The Night Market That Never Sleeps
It is 11:30 PM in Pingyu County, Henan Province. While most of China is winding down, the air inside a converted warehouse is thick with the smell of instant noodles and heated plastic. Under harsh LED strip lights, forty-year-old Li Wei adjusts his ring light, checking his reflection in the screen of his iPhone 13. He is not selling software or beauty products. He is holding a rough stone, shouting into a microphone about its “vibrant green hue” and “imperfections that prove its natural origin.”\p>
Li is a livestream host. But unlike the polished anchors in Shanghai skyscrapers, Li’s background is a stack of cardboard boxes filled with raw jadeite. Behind him, his 65-year-old father is quietly sorting stones by size and color, a task that has defined their family’s livelihood for decades. Now, those tasks are digitized.

From Farm Fields to Digital Stalls
Few years ago, this village was known only for its cornfields and aging population. The young people left for factories in Guangdong or construction sites in Beijing. The remaining residents made a living processing jade—cutting, polishing, and selling to middlemen in major cities like Guangzhou and Beijing. The margins were thin, and payments often took months.
The shift began around 2019. A local teenager, bored with his daily chores, downloaded Douyin (the Chinese version of TikTok) and started live-streaming his grandfather’s jade workshop. He didn’t have professional equipment—just a tripod and a ring light bought from a nearby electronics market. But he had something platforms valued: authenticity.
The first stream attracted 200 viewers. By the end of the night, he had sold three bracelets for a total of 3,000 yuan ($420). The profit margin was 80%. Word spread fast. Within six months, half the village had bought smartphones capable of stable video streaming. Within a year, the “middleman” model collapsed. Why wait weeks for a buyer when you can sell directly to a woman in Shenzhen or a collector in New York?
Technology as the New Irrigation System
The transformation wasn’t just about attitude; it was about infrastructure. China’s rural e-commerce boom relies on three invisible pillars: 5G coverage, logistics networks, and digital payment systems.
In this village, 5G signals are strong enough to support high-definition video uploads without buffering. More importantly, the “last mile” delivery system is efficient. A package sent from Li’s warehouse in Henan can reach a customer in Guangzhou in 48 hours, often for less than the cost of a cup of coffee. This logistical efficiency, built over the last decade, lowered the barrier to entry for rural entrepreneurs.

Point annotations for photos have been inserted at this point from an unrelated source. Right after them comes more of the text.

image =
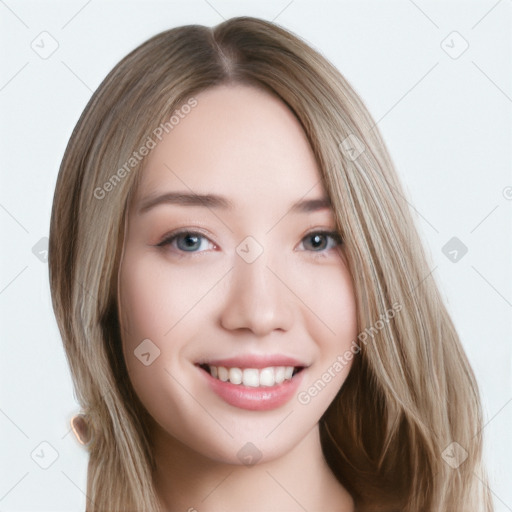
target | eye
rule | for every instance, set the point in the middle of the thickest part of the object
(187, 241)
(319, 241)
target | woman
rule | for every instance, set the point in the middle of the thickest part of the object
(248, 313)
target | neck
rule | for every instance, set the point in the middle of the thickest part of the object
(299, 480)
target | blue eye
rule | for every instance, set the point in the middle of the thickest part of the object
(186, 241)
(319, 241)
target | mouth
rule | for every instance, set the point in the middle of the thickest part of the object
(252, 377)
(254, 384)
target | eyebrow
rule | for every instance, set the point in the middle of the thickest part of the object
(216, 201)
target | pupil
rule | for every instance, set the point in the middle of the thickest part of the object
(190, 241)
(317, 241)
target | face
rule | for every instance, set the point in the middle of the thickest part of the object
(235, 299)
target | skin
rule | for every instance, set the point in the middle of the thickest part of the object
(295, 299)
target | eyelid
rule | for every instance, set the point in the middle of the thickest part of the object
(170, 237)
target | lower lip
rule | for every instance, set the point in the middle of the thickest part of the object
(255, 399)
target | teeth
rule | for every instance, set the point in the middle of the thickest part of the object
(253, 377)
(235, 375)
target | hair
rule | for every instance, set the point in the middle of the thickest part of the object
(410, 392)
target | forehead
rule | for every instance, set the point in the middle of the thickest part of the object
(238, 141)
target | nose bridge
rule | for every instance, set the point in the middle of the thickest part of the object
(256, 298)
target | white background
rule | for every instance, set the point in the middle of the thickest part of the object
(446, 121)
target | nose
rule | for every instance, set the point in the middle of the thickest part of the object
(257, 301)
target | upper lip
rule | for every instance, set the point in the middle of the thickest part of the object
(254, 361)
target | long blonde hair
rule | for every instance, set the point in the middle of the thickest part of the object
(411, 392)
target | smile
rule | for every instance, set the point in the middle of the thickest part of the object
(254, 383)
(252, 377)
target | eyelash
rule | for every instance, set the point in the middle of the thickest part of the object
(169, 239)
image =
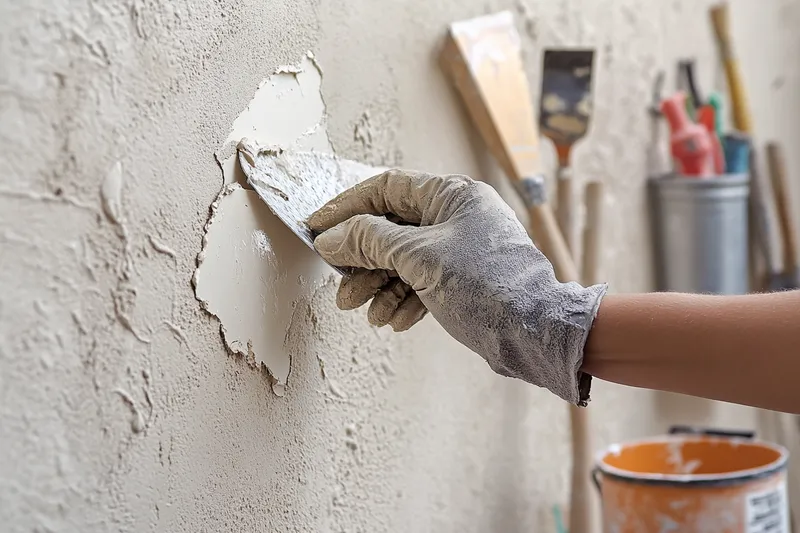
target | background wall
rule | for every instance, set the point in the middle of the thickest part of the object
(120, 407)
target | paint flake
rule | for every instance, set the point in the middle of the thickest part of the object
(250, 266)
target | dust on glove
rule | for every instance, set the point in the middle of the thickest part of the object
(462, 255)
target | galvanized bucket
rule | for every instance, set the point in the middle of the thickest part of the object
(700, 230)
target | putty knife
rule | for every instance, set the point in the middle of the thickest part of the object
(565, 110)
(295, 184)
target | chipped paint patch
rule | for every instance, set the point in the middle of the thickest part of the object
(287, 110)
(252, 270)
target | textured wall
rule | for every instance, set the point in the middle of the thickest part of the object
(121, 409)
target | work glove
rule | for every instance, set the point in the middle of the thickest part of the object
(451, 246)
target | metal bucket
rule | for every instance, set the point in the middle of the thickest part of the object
(694, 484)
(701, 233)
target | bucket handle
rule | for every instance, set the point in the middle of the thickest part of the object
(711, 432)
(596, 480)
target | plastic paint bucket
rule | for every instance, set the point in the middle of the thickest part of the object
(694, 484)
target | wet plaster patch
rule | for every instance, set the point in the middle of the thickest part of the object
(252, 270)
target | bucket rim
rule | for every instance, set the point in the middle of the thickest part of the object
(729, 478)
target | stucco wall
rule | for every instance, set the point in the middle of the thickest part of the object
(120, 407)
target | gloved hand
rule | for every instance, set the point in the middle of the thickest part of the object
(466, 259)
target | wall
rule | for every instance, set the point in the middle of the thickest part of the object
(120, 405)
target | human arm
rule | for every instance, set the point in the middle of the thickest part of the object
(739, 349)
(471, 264)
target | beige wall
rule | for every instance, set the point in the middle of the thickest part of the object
(120, 407)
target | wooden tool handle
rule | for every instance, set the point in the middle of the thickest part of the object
(497, 97)
(565, 201)
(590, 268)
(742, 120)
(780, 188)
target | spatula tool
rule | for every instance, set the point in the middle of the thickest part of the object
(295, 184)
(564, 112)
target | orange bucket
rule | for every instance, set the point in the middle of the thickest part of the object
(694, 484)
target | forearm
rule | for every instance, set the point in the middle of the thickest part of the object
(740, 349)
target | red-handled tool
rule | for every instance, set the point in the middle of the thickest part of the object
(706, 116)
(690, 143)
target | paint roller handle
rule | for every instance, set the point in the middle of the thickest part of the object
(781, 191)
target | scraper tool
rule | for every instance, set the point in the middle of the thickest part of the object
(295, 184)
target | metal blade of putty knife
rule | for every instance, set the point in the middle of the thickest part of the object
(295, 184)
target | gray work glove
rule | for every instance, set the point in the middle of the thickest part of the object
(466, 258)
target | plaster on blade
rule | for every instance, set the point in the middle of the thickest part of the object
(295, 184)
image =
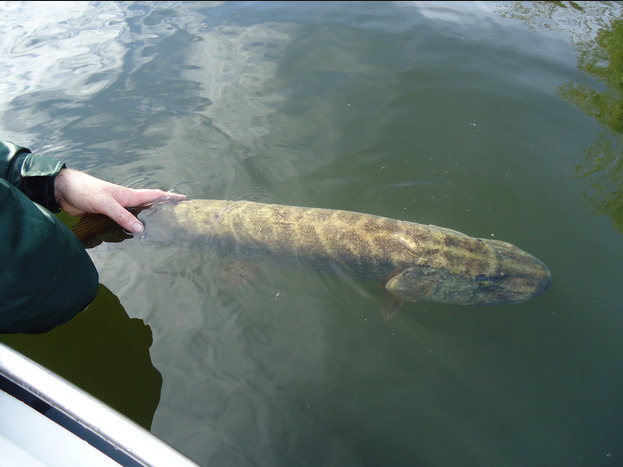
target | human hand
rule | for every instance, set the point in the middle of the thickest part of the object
(78, 193)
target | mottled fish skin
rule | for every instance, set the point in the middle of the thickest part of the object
(414, 261)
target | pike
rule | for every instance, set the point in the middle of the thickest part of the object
(413, 262)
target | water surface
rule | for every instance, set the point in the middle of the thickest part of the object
(497, 119)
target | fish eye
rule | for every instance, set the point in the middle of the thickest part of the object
(481, 279)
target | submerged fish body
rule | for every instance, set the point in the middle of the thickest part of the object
(413, 261)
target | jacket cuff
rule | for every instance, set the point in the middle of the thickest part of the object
(37, 179)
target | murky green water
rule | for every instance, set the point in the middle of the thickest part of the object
(497, 119)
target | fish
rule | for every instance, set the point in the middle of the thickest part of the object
(412, 261)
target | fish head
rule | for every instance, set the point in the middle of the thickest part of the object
(491, 272)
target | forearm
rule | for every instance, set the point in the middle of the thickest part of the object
(46, 275)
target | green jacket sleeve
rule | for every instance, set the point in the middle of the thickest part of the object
(46, 276)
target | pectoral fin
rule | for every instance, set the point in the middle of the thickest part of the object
(391, 305)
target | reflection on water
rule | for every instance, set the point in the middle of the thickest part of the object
(477, 116)
(105, 353)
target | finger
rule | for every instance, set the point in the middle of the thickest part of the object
(130, 197)
(124, 218)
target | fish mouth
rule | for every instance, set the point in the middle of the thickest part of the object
(519, 276)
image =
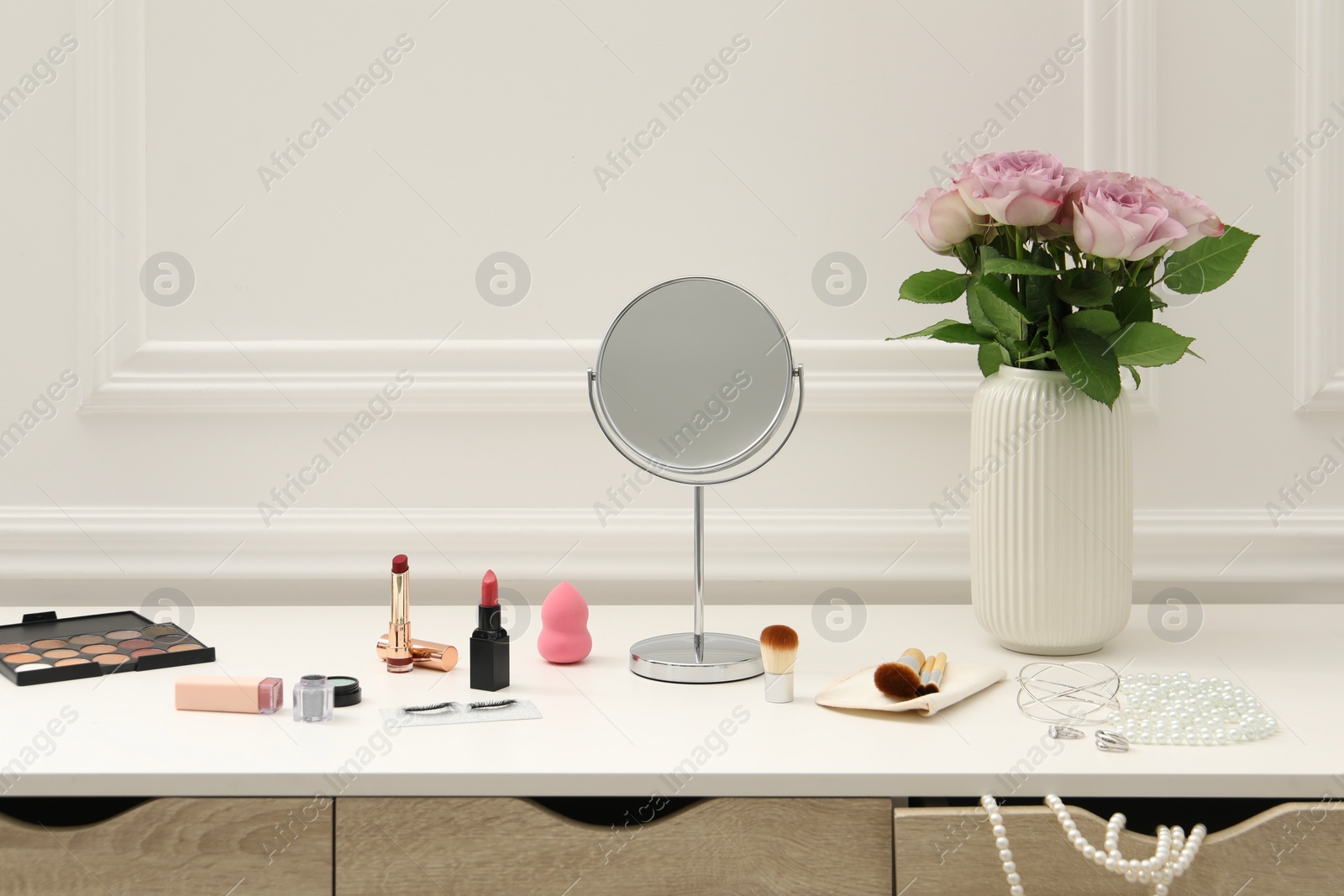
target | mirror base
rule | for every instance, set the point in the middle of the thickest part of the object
(671, 658)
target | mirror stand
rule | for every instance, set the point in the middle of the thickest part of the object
(696, 656)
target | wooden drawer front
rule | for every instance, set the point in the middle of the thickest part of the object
(1288, 851)
(511, 846)
(176, 846)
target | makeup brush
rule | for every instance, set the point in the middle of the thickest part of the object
(900, 679)
(925, 668)
(933, 679)
(779, 652)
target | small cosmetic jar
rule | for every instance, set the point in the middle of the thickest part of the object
(315, 699)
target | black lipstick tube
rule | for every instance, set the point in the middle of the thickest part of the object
(490, 651)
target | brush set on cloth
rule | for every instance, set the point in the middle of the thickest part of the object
(920, 681)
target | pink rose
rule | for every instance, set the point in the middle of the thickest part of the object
(1121, 217)
(1019, 188)
(1063, 222)
(942, 219)
(1191, 211)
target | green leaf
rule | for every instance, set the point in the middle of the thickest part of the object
(1093, 320)
(1000, 305)
(1085, 288)
(1037, 293)
(949, 332)
(1014, 266)
(1133, 304)
(1089, 364)
(978, 316)
(934, 286)
(1209, 264)
(1147, 344)
(992, 356)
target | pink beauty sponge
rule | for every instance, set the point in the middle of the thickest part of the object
(564, 636)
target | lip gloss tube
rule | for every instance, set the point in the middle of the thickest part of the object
(221, 694)
(400, 627)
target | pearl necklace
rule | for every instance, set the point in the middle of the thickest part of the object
(1171, 860)
(1178, 710)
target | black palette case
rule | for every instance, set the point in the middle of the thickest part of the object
(84, 640)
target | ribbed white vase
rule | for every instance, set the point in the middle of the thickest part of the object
(1052, 513)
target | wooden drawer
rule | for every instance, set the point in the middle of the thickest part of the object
(1288, 851)
(176, 846)
(510, 846)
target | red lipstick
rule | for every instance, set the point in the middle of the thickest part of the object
(400, 627)
(490, 641)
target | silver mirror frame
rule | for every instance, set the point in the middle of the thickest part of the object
(699, 656)
(689, 474)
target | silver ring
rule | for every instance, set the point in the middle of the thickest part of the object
(1112, 741)
(1065, 732)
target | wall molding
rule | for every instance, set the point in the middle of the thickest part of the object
(638, 544)
(123, 371)
(1120, 76)
(111, 177)
(1319, 340)
(496, 375)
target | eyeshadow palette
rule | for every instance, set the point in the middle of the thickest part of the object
(44, 647)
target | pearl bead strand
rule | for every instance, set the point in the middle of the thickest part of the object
(1169, 860)
(1179, 710)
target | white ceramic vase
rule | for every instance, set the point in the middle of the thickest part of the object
(1052, 513)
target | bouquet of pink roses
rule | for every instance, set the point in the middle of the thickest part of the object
(1061, 265)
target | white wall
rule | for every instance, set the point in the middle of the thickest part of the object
(315, 289)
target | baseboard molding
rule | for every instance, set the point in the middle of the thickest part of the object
(785, 550)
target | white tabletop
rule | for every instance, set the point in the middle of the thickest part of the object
(608, 732)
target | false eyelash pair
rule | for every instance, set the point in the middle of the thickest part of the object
(452, 705)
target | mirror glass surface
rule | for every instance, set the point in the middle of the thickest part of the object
(696, 375)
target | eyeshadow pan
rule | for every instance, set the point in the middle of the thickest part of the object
(134, 644)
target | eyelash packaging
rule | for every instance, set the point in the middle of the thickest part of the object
(42, 647)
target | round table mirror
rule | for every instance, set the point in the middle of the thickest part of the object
(696, 383)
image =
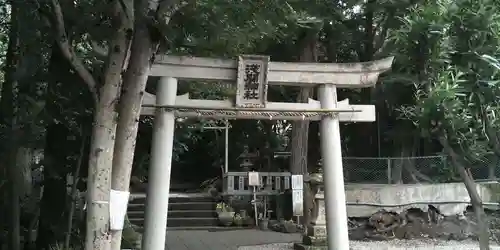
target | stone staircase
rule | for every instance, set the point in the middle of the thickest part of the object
(186, 211)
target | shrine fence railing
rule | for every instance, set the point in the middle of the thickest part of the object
(406, 170)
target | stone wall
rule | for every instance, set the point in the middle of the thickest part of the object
(406, 212)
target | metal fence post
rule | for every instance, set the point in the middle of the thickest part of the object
(389, 171)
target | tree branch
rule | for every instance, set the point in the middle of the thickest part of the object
(57, 23)
(164, 13)
(384, 28)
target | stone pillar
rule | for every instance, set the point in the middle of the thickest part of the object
(159, 171)
(333, 174)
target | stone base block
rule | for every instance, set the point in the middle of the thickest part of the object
(300, 246)
(314, 240)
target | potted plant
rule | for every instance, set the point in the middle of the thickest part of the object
(238, 220)
(225, 213)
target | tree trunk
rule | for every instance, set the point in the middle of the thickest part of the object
(53, 201)
(134, 85)
(8, 106)
(300, 129)
(98, 235)
(74, 190)
(470, 185)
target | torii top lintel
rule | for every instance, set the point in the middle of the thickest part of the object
(343, 75)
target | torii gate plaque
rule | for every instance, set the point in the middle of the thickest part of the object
(252, 75)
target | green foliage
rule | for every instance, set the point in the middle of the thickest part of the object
(455, 44)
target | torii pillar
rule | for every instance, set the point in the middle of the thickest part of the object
(328, 76)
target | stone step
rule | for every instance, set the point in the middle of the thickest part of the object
(204, 228)
(174, 198)
(182, 222)
(178, 206)
(179, 214)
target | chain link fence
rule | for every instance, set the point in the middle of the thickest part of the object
(405, 170)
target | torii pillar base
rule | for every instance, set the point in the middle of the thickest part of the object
(333, 174)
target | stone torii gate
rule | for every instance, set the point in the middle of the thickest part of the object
(252, 75)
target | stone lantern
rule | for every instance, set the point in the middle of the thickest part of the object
(247, 159)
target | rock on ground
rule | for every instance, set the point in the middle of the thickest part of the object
(389, 245)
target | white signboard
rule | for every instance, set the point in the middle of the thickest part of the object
(253, 179)
(297, 201)
(251, 91)
(297, 182)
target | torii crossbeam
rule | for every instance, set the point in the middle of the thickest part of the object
(252, 75)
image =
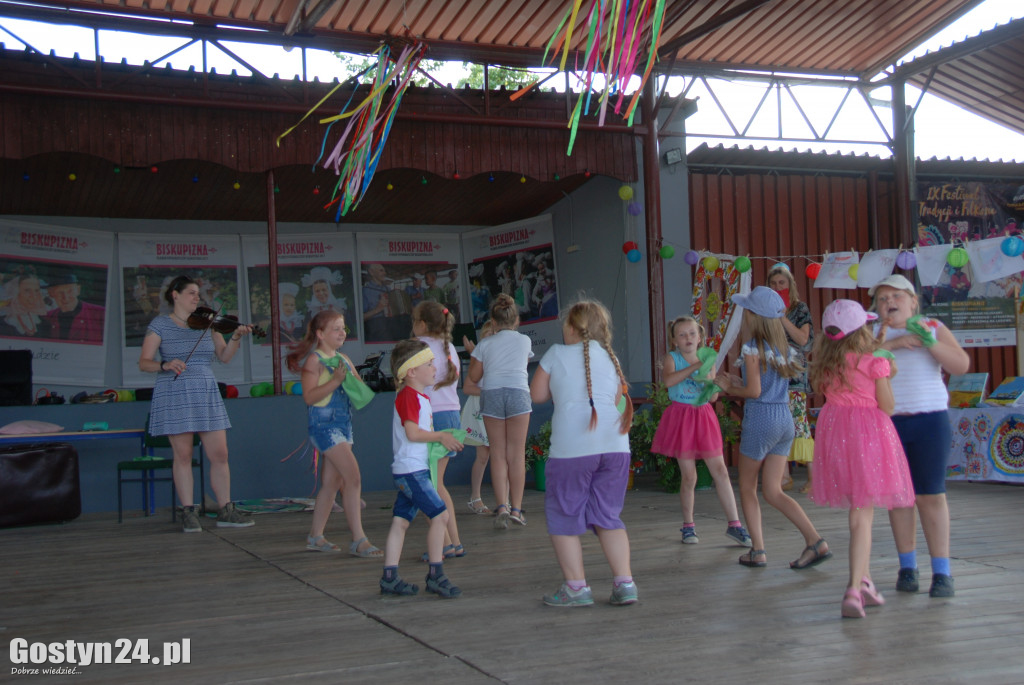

Smartphones became the new tool of production. For farmers, the learning curve was steep but manageable. Local training centers, often subsidized by county governments, taught basic skills: how to balance audio, how to highlight a stone’s transparency against a black background, and how to handle customer comments in real-time. The “script” became as important as the stone itself.
Reversing the Brain Drain
The most profound change is demographic. For years, rural China faced a “hollowing out” crisis, where villages were left with only the elderly and children. Livestreaming has reversed this trend, at least in specialized hubs like this jade village.
Zhang Min, 28, returned from Shenzhen two years ago. In the city, he worked as a graphic designer, earning a modest salary but facing long commutes and high rent. Back home, he manages the brand accounts for his family’s operation. His younger sister, a former teacher, handles customer service and community management on WeChat.
“In Shenzhen, I was a cog in a machine,” Zhang says. “Here, I can see my customers. I know their faces. And I earn more than I did in the city.” This “returnee” phenomenon is spreading. Young people are not just selling goods; they are bringing urban skills—branding, data analysis, design—back to rural settings.
The Shadow Behind the Spotlight
However, the golden era is not without its cracks. The barrier to entry is now so low that competition has become fierce. Every household on the main street has at least one livestream going on simultaneously. The noise is deafening, and the attention span of viewers is short.

Quality control is a major issue. While many sellers are honest, the industry suffers from “glass houses”—cheap glass dyed green to look like jade, or treated stones passed off as natural. Platforms are cracking down on misleading content, and rules change frequently. A seller can be banned overnight for a minor infraction, losing their entire customer base.
Furthermore, the reliance on algorithms is risky. When a platform changes its traffic distribution logic, sales can drop by 50% in a week. Li Wei admits he spends half his night worrying about whether his next stream will be pushed to the “for you” page, rather than just focusing on the product.
A New Rural Reality
This village is not a utopia. It is a busy, noisy, competitive marketplace where traditional values meet digital pressure. But it is also a testament to adaptability. The same hands that once plowed fields now hold ring lights. The same stones that once sat in dusty shops are now being sold to millions of screens across the globe.
For overseas observers, this scene challenges the stereotype of a static, traditional China. It shows a rural population that is tech-savvy, entrepreneurial, and deeply integrated into the global digital economy. The jade may be ancient, but the way it is sold is thoroughly modern.